Bitsie gave me Bunny’s sewing machine.

“I can’t,” I said. “I can’t—”

“You are always welcome at my house,” Bitsie said. “But someone with talent like yours should be able to sew whenever she wants. Just . . . bring it back to visit, okay? I like it when you’re in Bunny’s room.”

“That I can do,” I said, hugging her. Isaac set the sewing machine up on a desk in the guest room for me.

Althea brought Bark a calming pheromone collar in case he got new home jitters. She gave me a smooth gray stone with the word Breathe carved in the surface. She’d helped me find a therapist who was teaching me to use deep breathing to calm my frantic thoughts. “Sometimes, it helps to have a touchstone,” she said. “Literally.”

I slipped the stone in my pocket and rubbed my fingers over the letters. “I have something for you.” I ran to my bedroom to get the tail I’d made for Althea, wrapped in kraft paper. “Open it,” I said, handing it to her.

Althea ripped the paper open. “Oh, Kay,” she said, holding it up to show everyone.
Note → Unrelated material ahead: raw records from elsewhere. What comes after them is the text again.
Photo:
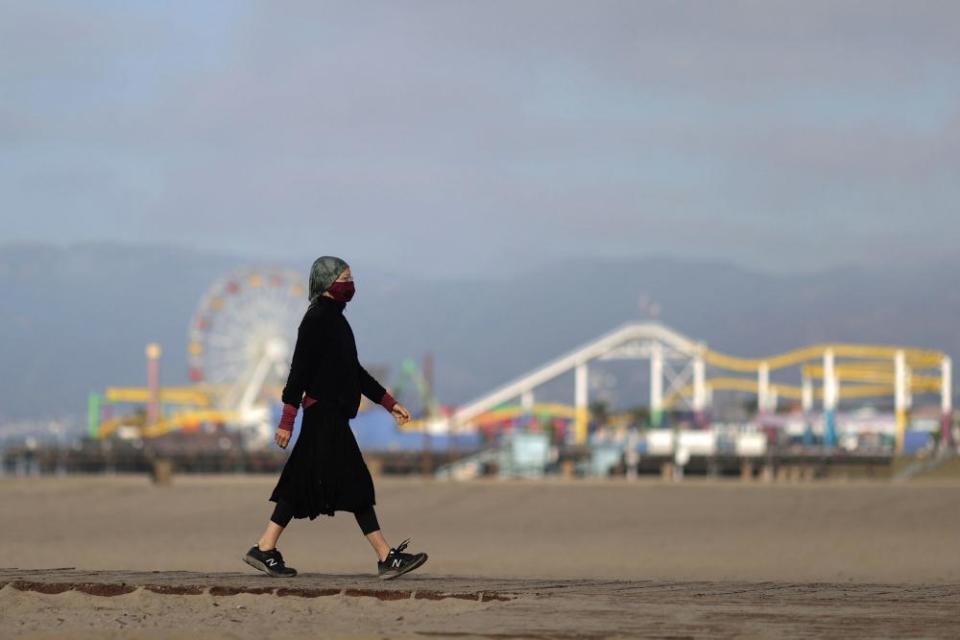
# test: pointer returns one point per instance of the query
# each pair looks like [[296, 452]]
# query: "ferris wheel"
[[242, 334]]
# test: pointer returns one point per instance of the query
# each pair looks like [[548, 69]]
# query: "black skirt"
[[325, 471]]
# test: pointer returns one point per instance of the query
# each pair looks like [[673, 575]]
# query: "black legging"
[[367, 519]]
I’d covered the tail in a rainbow of sequins that flowed from bright to pastel in an ombré pattern. “It’s beautiful!”

“We’re going to make the top together,” I said. “Sewing lessons.”

“Thank you!” She hugged me. “I get to be a mermaid!”
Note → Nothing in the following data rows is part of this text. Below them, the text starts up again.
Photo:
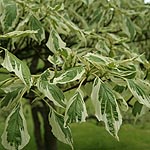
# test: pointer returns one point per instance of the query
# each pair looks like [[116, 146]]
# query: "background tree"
[[98, 49]]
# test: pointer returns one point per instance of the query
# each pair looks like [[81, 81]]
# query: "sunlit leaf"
[[140, 91], [15, 135], [10, 97], [129, 28], [55, 42], [76, 109], [125, 71], [13, 64], [106, 107], [62, 133], [15, 34], [70, 75], [97, 59]]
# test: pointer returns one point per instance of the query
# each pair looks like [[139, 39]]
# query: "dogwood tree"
[[97, 49]]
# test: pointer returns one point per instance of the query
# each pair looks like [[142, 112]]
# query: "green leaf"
[[15, 34], [121, 101], [70, 75], [129, 28], [10, 97], [36, 25], [106, 107], [55, 42], [140, 91], [15, 135], [62, 133], [139, 110], [128, 71], [76, 109], [50, 90], [97, 59], [13, 64], [9, 16]]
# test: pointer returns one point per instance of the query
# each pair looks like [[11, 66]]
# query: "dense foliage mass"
[[97, 48]]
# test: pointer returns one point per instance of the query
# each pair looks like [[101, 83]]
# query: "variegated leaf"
[[70, 75], [10, 97], [36, 25], [128, 28], [125, 71], [76, 109], [50, 90], [9, 16], [106, 107], [97, 59], [139, 110], [15, 135], [62, 133], [13, 64], [15, 34], [140, 91], [55, 42]]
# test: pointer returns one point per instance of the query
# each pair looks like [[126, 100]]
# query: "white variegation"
[[15, 34], [50, 90], [97, 59], [139, 91], [76, 109], [55, 42], [24, 132], [70, 75], [13, 64], [62, 133], [106, 107], [121, 101]]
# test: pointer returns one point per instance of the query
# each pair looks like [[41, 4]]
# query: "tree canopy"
[[98, 49]]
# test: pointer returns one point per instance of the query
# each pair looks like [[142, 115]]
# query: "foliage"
[[52, 47]]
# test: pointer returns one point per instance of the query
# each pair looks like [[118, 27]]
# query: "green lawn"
[[89, 136]]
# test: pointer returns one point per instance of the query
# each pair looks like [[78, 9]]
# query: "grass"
[[89, 136]]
“Now,” Nan said to her, “you’ll have to come to class.”

“I think you need to add a class for people who sleep until normal hours,” Althea said.
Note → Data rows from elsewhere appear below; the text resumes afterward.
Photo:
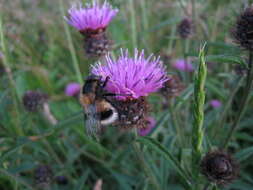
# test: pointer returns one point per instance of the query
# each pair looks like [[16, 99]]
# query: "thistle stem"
[[244, 101], [71, 47], [198, 114]]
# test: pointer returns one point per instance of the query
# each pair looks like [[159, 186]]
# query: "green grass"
[[41, 52]]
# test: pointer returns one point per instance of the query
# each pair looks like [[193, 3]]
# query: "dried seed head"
[[240, 70], [185, 28], [97, 45], [33, 100], [219, 167], [43, 176], [243, 30], [132, 112], [61, 180]]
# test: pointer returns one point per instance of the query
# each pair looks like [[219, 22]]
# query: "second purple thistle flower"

Mo arrived, covered in soot, Luca’s friend Danny in tow. Danny was wearing Mo’s favorite sailboat shirt. He wasn’t as dirty as she was, but not exactly clean. He’d never gotten around to leaving after the mermaid show, and Mo seemed pretty happy about it. I don’t think Danny knew anything bad had happened between me and Luca. Whenever I saw him, he’d bring up things we could all do the next time Luca came to visit.

“Where have you guys been?” I asked.

“A chimney?” Nan asked.

Danny laughed. “Something like that.”

“I’ve got a new project,” Mo said. “I’ll show you later.”

She handed me a wadded handkerchief. Inside was my father’s watch. Ticking.

“I can’t believe you did this!” I said, strapping it to my wrist. She’d even polished the leather and sanded the corrosion off the buckle.

“I told you I would,” she said, shrugging, like she was determined to keep the moment from getting sappy.

We sat around the kitchen table and drank and talked, and ate terrible cookies, and I felt like I belonged on my own merits. Bark worked the room, trying to con food from our guests, succeeding a little too often.

*  *  *

Once the housewarming committee had filed out, I was thankful that my version of alone included Bark. The quiet was staggering.

I didn’t have a bathing suit. I changed into running shorts and a t-shirt and walked out to the pool, Althea’s touchstone in hand. I rubbed the letters over and over again.

“We’re doing this,” I said to Bark, standing at the edge of the pool, breathing deep to keep the anxiety from taking over my body. I dipped my toes in the water. Bark jumped in, swimming circles in front of me.

I made it in up to my knees, and then went inside to dry Bark with the hair dryer and watch Golden Girls reruns.

The next day I made it waist deep.

The next, after work, I turned the pool lights on, and lay back in the water, floating, straining my eyes to see the stars.

“I did it,” I said to the sky, tears running down the sides of my face into the water.